Perempuan itu menjenguk ruang hatinya. Ada beberapa rahasia di sana. Tertulis di sebuah diari yang koyak. Bekasnya meninggalkan jejak. Dari masa silam yang sebagiannya rusak. Oleh ketajaman pena yang berlumuran bisa. Dari airmatanya yang mengering secara terpaksa.
Sore ini, Ia hendak menitipkan dua rahasia kepada senja. Saat ini, ruang memorinya terlalu penuh dengan asa. Tak ada sisa untuk sesuatu yang seharusnya tak bersisa.
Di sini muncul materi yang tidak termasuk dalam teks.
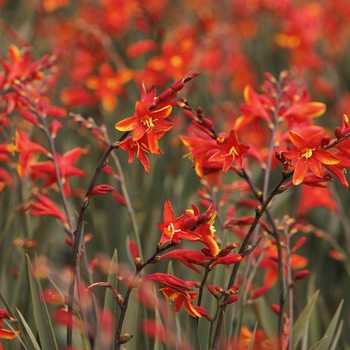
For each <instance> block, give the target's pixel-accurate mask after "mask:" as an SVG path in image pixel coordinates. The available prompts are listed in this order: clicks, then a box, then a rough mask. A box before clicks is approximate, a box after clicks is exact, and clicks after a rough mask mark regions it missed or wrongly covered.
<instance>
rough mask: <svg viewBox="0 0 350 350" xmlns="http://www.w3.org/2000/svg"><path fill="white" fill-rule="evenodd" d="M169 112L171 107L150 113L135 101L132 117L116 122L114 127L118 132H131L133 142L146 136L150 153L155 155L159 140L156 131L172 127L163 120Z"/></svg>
mask: <svg viewBox="0 0 350 350" xmlns="http://www.w3.org/2000/svg"><path fill="white" fill-rule="evenodd" d="M171 110H172V107H171V106H170V105H167V106H164V107H162V108H156V109H154V110H151V111H150V110H149V108H148V107H147V106H146V105H145V104H144V103H142V102H141V101H137V102H136V105H135V113H134V115H133V116H132V117H129V118H126V119H124V120H122V121H120V122H118V123H117V124H116V125H115V127H116V129H118V130H120V131H131V130H132V139H133V141H138V140H140V139H141V138H142V137H143V136H144V135H146V136H147V141H148V145H149V149H150V152H151V153H157V152H158V139H159V135H157V131H163V132H165V131H168V130H170V129H171V128H172V126H173V124H172V123H170V122H168V121H166V120H164V118H167V117H168V116H169V115H170V113H171Z"/></svg>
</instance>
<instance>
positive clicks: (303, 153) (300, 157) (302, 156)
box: [299, 147, 315, 159]
mask: <svg viewBox="0 0 350 350" xmlns="http://www.w3.org/2000/svg"><path fill="white" fill-rule="evenodd" d="M314 150H315V149H314V148H308V147H304V148H303V149H302V150H301V156H300V157H299V159H301V158H305V159H308V158H310V157H312V151H314Z"/></svg>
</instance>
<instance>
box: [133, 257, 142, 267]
mask: <svg viewBox="0 0 350 350" xmlns="http://www.w3.org/2000/svg"><path fill="white" fill-rule="evenodd" d="M134 263H135V266H136V267H140V266H141V265H142V259H141V258H140V257H137V258H136V259H135V260H134Z"/></svg>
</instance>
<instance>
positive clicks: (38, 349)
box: [16, 309, 41, 350]
mask: <svg viewBox="0 0 350 350" xmlns="http://www.w3.org/2000/svg"><path fill="white" fill-rule="evenodd" d="M16 310H17V312H18V315H19V317H20V319H21V321H22V323H23V326H24V328H25V329H26V331H27V333H28V335H29V338H30V340H31V342H32V344H33V346H34V349H35V350H41V349H40V346H39V344H38V342H37V341H36V339H35V335H34V334H33V332H32V330H31V329H30V327H29V325H28V323H27V321H26V320H25V318H24V317H23V315H22V314H21V312H20V311H19V310H18V309H16Z"/></svg>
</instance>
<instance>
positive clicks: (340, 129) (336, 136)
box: [334, 126, 343, 140]
mask: <svg viewBox="0 0 350 350" xmlns="http://www.w3.org/2000/svg"><path fill="white" fill-rule="evenodd" d="M334 135H335V137H336V138H337V139H338V140H339V139H341V138H342V137H343V132H342V131H341V128H340V127H339V126H337V127H336V128H335V129H334Z"/></svg>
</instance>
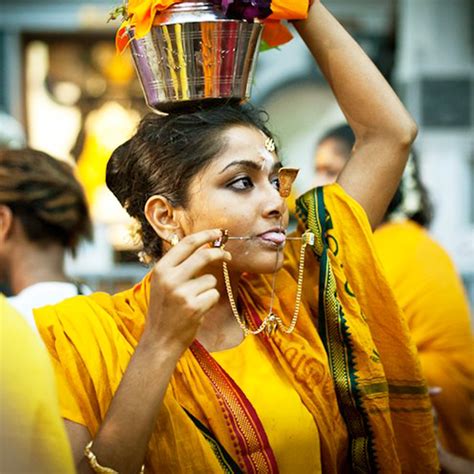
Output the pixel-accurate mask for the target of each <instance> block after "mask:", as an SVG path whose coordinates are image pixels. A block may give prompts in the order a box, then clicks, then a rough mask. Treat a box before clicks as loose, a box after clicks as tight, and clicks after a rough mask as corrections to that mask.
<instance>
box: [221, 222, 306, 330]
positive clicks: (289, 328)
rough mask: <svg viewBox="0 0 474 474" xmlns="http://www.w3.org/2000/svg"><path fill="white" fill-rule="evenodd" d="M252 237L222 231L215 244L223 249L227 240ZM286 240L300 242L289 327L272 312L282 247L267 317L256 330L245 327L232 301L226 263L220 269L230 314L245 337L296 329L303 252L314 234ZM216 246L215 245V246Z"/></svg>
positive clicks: (281, 251) (234, 305)
mask: <svg viewBox="0 0 474 474" xmlns="http://www.w3.org/2000/svg"><path fill="white" fill-rule="evenodd" d="M253 238H254V237H250V236H249V237H245V236H229V235H228V233H227V232H226V231H223V233H222V237H221V238H220V239H218V241H216V242H215V243H218V245H217V247H222V248H223V247H224V246H225V243H226V242H227V241H228V240H251V239H253ZM287 240H301V242H302V244H301V250H300V259H299V264H298V279H297V286H296V300H295V309H294V312H293V317H292V318H291V322H290V324H289V326H286V325H285V324H284V323H283V321H282V320H281V318H280V317H279V316H277V315H276V314H275V313H274V312H273V303H274V299H275V282H276V274H277V270H278V262H279V258H280V254H281V252H282V249H283V246H279V247H278V249H277V253H276V257H275V267H274V271H273V277H272V293H271V299H270V309H269V311H268V314H267V316H266V317H265V319H264V320H263V321H262V323H261V324H260V325H259V326H258V327H257V328H256V329H250V328H249V327H247V321H246V318H245V315H244V314H242V316H241V315H240V314H239V310H238V308H237V304H236V302H235V299H234V295H233V292H232V285H231V282H230V276H229V270H228V268H227V263H226V262H223V263H222V267H223V272H224V282H225V286H226V291H227V296H228V298H229V304H230V307H231V309H232V313H233V314H234V317H235V319H236V321H237V323H238V324H239V326H240V328H241V329H242V331H243V333H244V334H245V336H247V335H248V334H253V335H256V334H259V333H261V332H263V331H265V332H266V333H267V334H268V335H269V336H271V335H273V334H274V333H275V332H276V330H277V329H278V328H280V329H281V330H282V331H283V332H284V333H286V334H291V333H292V332H293V331H294V329H295V327H296V322H297V320H298V315H299V311H300V305H301V295H302V290H303V270H304V257H305V250H306V245H308V244H310V245H313V244H314V240H315V239H314V234H313V233H311V232H309V231H308V232H305V233H304V234H303V235H302V236H301V237H289V238H287ZM215 246H216V245H215Z"/></svg>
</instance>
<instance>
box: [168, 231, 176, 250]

Rahasia pertama tentang cintanya yang kandas diretas oleh waktu, dilibas pikiran yang membatu, lalu dibilas pecahan sembilu.
Ia ingin senja membawa rahasia itu ke tempat paling terpencil di mana anginpun akan memfosil.
Rahasia kedua tentang harapannya agar bisa menyulam rembulan, menjahitnya dengan wangi pandan, kemudian membuatnya menjadi purnama tak berkesudahan.
Ia ingin senja mengirimkan rahasia itu ke angkasa. Bergabung bersama doa-doa. Mencapai pelataran Tuhan. Lalu minta supaya diturunkan bersama hujan.
Pada hujan pertama yang akan tiba esok atau lusa. Perempuan itu tahu rintik yang mana telah menjatuhkan rahasia kedua. Ia akan mencuci muka bersama genangannya. Agar harapan tak pernah lari lagi darinya.